Já a defesa de Josenildo disse que reúne “diversos elementos” para apresentar à Justiça. De acordo com o advogado Marcílio Rubens, a investigação foi precipitada.
“Você vai ver que os termos utilizados pela Polícia Federal são ‘supostamente, provavelmente, tudo indica’, fazendo perceber que não existe um elemento contundente sobre as suposições. Isso parte de movimentações financeiras que nós estamos juntando para demonstrar contratos anteriores feitos por redes sociais, e comercialização de produtos lícitos a exemplo de vermífugos, telefone celulares, eletrodomésticos, com diversas pessoas, inclusive compra de terreno”.
Também procurada, a defesa de Gleybson Calado do Nascimento disse que impetrou um pedido de habeas corpus e aguarda o posicionamento do Ministério Público Estadual (MP-BA) antes de se posicionar.

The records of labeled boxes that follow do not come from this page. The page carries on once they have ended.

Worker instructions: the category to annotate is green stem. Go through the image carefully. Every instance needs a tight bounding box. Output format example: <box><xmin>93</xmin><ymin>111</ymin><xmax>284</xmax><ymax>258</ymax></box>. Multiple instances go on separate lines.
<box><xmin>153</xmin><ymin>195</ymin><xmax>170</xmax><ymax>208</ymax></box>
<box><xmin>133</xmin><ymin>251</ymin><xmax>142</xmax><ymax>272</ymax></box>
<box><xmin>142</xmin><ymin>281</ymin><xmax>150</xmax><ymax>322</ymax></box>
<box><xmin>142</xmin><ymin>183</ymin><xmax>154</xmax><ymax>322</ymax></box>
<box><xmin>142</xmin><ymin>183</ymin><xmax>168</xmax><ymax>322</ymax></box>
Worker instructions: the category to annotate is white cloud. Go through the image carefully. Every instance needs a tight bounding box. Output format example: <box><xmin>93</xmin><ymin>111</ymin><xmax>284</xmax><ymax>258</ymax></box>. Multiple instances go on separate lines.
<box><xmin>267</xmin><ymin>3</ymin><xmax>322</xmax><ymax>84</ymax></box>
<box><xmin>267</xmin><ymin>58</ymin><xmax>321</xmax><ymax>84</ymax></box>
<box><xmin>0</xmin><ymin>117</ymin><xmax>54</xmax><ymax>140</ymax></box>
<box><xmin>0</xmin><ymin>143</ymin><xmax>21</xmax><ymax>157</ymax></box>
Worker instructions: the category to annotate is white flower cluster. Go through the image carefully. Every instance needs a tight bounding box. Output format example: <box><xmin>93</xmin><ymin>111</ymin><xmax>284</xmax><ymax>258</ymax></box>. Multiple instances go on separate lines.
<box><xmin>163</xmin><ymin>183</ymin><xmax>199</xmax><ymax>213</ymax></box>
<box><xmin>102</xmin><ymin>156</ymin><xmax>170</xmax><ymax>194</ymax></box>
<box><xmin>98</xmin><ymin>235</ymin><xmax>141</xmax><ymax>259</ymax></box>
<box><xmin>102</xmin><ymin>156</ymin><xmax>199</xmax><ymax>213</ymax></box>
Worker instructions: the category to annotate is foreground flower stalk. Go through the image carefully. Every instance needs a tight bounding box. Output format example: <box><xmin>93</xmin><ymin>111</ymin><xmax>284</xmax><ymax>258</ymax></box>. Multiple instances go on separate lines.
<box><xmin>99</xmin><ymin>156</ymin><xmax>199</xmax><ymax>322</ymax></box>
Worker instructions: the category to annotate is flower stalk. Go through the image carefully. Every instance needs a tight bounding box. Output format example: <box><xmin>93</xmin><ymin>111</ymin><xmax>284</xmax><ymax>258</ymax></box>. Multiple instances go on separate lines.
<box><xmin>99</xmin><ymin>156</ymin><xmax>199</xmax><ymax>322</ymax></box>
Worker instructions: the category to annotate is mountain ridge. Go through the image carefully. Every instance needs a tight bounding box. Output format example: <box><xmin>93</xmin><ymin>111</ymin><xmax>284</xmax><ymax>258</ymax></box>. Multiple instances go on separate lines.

Quanto aos lojistas, a defesa do bombeiro Isaac Junior Santos de Oliveira, de seu irmão, o policial militar aposentado Gisnaac Santos de Oliveira, e da empresária Queila Cristina Cardoso de Oliveira também informou que não vai se posicionar. O g1 e a TV Bahia procuraram os representantes de Eraldo Luiz Rodrigues, da loja Comercial Taurus, mas foi informada de que o advogado à frente do caso está em viagem.
Em nota, a defesa de Averaldo Ferreira da Silva Filho, o Averaldinho, ressaltou que ele nega todas as acusações de envolvimento em associação criminosa, compra de armas e munições e crimes contra a paz pública.
“Reiteramos que o nosso cliente está à disposição para colaborar com as autoridades competentes e contribuir para o esclarecimento dos fatos, reafirmando sua total inocência”, diz o texto assinado pelo advogado André Franklin de Queiroz.
O que diz a Secretaria de Segurança Pública
A Secretaria de Segurança Pública da Bahia informou que o cenário levou a pasta a fortalecer o trabalho das corregedorias.
Titular da SSP-BA, Marcelo Werner destacou a criação de um grupo que tem como objetivo o combate a crimes praticados por policiais, a Força Correcional Especial Integrada (Force). “Já foram mais de 10 operações somente da Force, sem prejuízo das operações realizadas pelas corregedorias próprias”, disse.
De acordo com o secretário, “respeitando todo processo legal, uma vez que haja desvio de conduta”, a pasta deve investigar e levar os alvos à Justiça.